Aug
15
2011
How to Become a Teacher
Author: Maria BascuasTeaching is a great profession for many. With great diversity of niches, and an ongoing shortage of teachers, there is plenty of room for great newcomers to find work they love. Before becoming a teacher, however, you must meet the professional requirements placed on you by the system you want to join. If you don’t research and verify the professional standard in your region and your stratum of education you will soon find yourself at a dead end.
Different standards are expected at different levels and in different institutions. Most public schools from K-12 require a combination of a bachelor’s degree plus some level of professional training specifically aimed at certification. To determine what the certification and licensure process requires in your locale check with your local board of education. You can also get good information online from official state department of education sites or from such educational programs as the University of Kentucky’s site of ongoing certification criteria: http://www.uky.edu/Education/TEP/usacert.html.
Private schools can differ quite radically from public schools. Many place the stress on academic excellence within a subject, or on specialized theoretical training programs like Montessori. But the pressure to compete with public school systems can create a double bind for schools as they demand classic certification to satisfy parents used to seeing certification as a guarantee of at least minimal competence, and then academic excellence, special program training, or exceptional experience to satisfy their own desire for a different kind of excellence. Be sure to read carefully in job listings and school boilerplate to determine the expectations of particular schools.

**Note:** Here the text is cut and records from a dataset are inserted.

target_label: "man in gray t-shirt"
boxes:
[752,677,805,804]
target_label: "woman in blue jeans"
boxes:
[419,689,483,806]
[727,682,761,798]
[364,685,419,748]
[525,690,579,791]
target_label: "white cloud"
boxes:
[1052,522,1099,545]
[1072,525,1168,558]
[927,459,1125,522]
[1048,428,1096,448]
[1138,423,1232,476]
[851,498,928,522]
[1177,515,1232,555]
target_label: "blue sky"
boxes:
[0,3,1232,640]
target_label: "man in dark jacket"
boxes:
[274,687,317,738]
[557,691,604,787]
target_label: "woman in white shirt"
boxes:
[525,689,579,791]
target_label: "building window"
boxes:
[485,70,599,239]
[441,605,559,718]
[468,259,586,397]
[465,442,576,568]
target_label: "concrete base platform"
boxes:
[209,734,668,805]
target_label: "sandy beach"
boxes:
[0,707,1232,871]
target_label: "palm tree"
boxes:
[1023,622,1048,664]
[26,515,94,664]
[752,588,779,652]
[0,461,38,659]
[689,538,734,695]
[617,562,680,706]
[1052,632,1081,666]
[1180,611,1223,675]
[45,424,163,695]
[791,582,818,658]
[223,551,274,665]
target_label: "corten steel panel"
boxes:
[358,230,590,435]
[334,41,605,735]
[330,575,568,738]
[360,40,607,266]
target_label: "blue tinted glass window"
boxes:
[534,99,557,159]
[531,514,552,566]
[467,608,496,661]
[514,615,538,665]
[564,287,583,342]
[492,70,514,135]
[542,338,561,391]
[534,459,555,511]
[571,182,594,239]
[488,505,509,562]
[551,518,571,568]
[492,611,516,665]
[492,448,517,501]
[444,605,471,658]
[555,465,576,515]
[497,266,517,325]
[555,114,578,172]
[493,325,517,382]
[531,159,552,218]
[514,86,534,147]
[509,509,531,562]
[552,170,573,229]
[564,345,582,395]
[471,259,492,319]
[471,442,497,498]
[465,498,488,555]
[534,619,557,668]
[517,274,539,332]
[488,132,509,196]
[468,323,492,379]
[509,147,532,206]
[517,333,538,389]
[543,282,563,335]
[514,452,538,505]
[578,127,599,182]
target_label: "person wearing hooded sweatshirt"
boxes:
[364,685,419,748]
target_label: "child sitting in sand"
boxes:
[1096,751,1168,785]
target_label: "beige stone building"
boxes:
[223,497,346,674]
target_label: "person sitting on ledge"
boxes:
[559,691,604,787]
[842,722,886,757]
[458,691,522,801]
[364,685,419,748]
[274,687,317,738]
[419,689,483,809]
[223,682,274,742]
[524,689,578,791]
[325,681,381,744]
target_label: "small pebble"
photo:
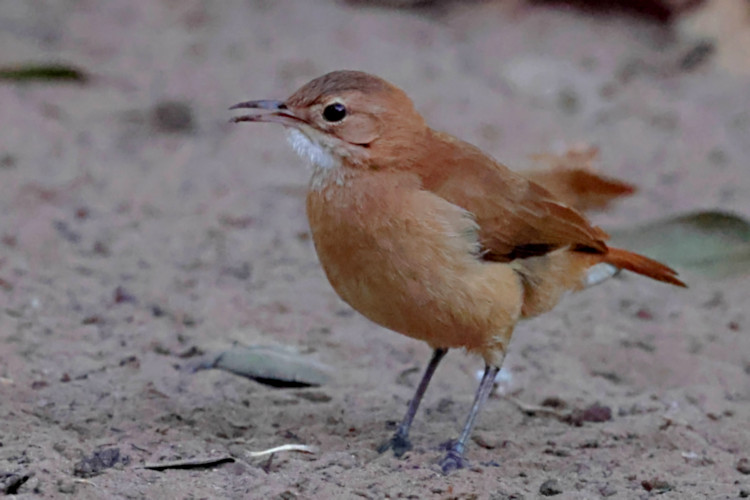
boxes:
[539,479,562,497]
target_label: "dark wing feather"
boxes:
[417,132,607,262]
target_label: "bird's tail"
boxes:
[604,247,687,288]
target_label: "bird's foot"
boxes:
[440,449,469,476]
[378,432,411,458]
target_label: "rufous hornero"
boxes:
[231,71,685,473]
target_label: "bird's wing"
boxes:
[419,133,607,262]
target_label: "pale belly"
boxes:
[307,174,523,351]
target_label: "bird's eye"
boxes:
[323,102,346,122]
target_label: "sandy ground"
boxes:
[0,0,750,500]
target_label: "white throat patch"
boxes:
[287,128,343,191]
[287,128,340,170]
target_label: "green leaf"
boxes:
[0,64,88,83]
[195,345,330,387]
[609,211,750,279]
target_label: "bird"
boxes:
[230,70,686,474]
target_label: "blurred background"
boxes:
[0,0,750,499]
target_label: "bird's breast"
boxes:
[307,171,520,354]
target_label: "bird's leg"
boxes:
[440,365,500,474]
[378,349,448,457]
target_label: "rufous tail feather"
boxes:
[604,248,687,288]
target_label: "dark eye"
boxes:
[323,102,346,122]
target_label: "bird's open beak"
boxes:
[229,100,303,126]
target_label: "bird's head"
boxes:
[230,71,426,172]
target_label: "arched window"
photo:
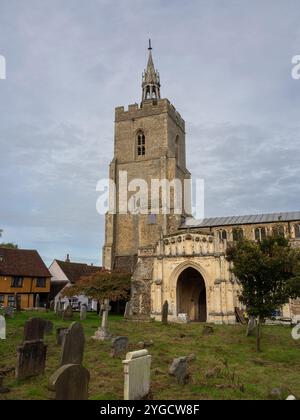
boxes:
[254,227,267,241]
[175,136,180,165]
[219,229,227,241]
[272,225,285,238]
[232,228,244,242]
[137,131,146,156]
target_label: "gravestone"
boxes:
[169,357,189,385]
[246,316,256,337]
[45,319,53,334]
[80,305,87,321]
[16,341,47,380]
[177,314,190,324]
[0,315,6,340]
[162,300,169,325]
[4,306,14,319]
[124,301,132,318]
[111,337,128,357]
[0,375,10,394]
[23,318,46,342]
[123,350,152,401]
[63,305,73,321]
[35,295,40,309]
[48,364,90,401]
[93,299,111,341]
[60,322,85,366]
[56,328,68,346]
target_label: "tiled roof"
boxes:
[182,211,300,229]
[0,247,51,277]
[56,260,102,283]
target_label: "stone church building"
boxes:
[103,44,300,324]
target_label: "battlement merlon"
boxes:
[115,99,185,132]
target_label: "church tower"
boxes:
[103,41,190,278]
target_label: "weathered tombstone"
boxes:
[111,337,128,357]
[63,305,73,321]
[60,322,85,366]
[35,294,40,309]
[0,315,6,340]
[56,328,68,346]
[124,301,132,318]
[177,314,190,324]
[123,350,152,401]
[49,364,90,401]
[4,306,14,319]
[169,357,189,385]
[80,305,87,321]
[15,293,21,312]
[0,375,10,394]
[162,300,169,325]
[23,318,46,342]
[93,299,111,341]
[16,341,47,380]
[202,325,215,336]
[45,319,53,334]
[246,316,256,337]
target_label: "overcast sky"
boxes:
[0,0,300,264]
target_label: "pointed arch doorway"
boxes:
[177,267,207,322]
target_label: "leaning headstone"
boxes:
[16,341,47,380]
[35,295,40,309]
[124,301,132,319]
[23,318,46,342]
[60,322,85,366]
[63,305,73,321]
[162,300,169,325]
[4,306,14,319]
[56,328,68,346]
[246,316,256,337]
[111,337,128,357]
[169,357,189,385]
[45,319,53,334]
[49,364,90,401]
[0,375,10,394]
[93,299,111,341]
[0,315,6,340]
[177,314,190,324]
[80,305,87,321]
[123,350,152,401]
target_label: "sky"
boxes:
[0,0,300,264]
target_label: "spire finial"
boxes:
[142,38,160,101]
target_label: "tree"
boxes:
[226,235,300,351]
[63,270,131,310]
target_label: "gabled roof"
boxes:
[55,260,102,283]
[0,247,51,277]
[182,211,300,229]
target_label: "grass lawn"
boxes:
[0,312,300,400]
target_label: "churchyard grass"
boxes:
[0,312,300,400]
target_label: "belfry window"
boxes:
[137,131,146,156]
[254,227,267,241]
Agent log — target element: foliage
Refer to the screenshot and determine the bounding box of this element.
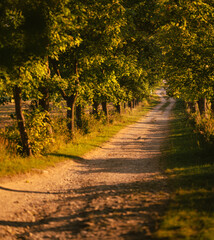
[155,102,214,240]
[159,0,214,101]
[25,108,54,153]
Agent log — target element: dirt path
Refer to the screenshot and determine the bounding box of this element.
[0,90,174,240]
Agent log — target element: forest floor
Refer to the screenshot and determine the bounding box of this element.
[0,90,174,240]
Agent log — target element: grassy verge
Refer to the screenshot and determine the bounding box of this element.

The rule of thumb applied to most college level teaching jobs are that you need an MA in your subject to be hired by a junior college, and a PhD to be hired by a four year college or a university. These rules, however, are bent in very many ways. TAs, assistants, and other support teachers not on tenure track may be of a lower level of training than expected for their school. Likewise there are exceptions made for those with exceptional real life experience. This particularly applies to those in the arts and in trades, where the educational background may have been acquired through apprenticeships, studios, or through direct on the job involvement. A highly successful writer, law enforcement officer, or welder may serve as a professor in some programs on the basis of applied knowledge and skill rather than academic background.
There are also routes to professional teaching that allow alternate routes to be followed. In areas suffering a severe teaching shortage a qualified applicant with a strong BA and experience in teaching or tutoring may be considered by a public school even without certification. Likewise a successful substitute who has given good service can become a candidate for a permanent hire.
If you want to teach K-12, do expect to need a BA, a post graduate program in education, and to pass a certification test. This is the commonest route to professional teaching. If you can, combine a strong background in a subject with graduate level certification. This leaves you with the greatest flexibility and offers a school the dual advantage of a great subject teacher with the publicly expected certification.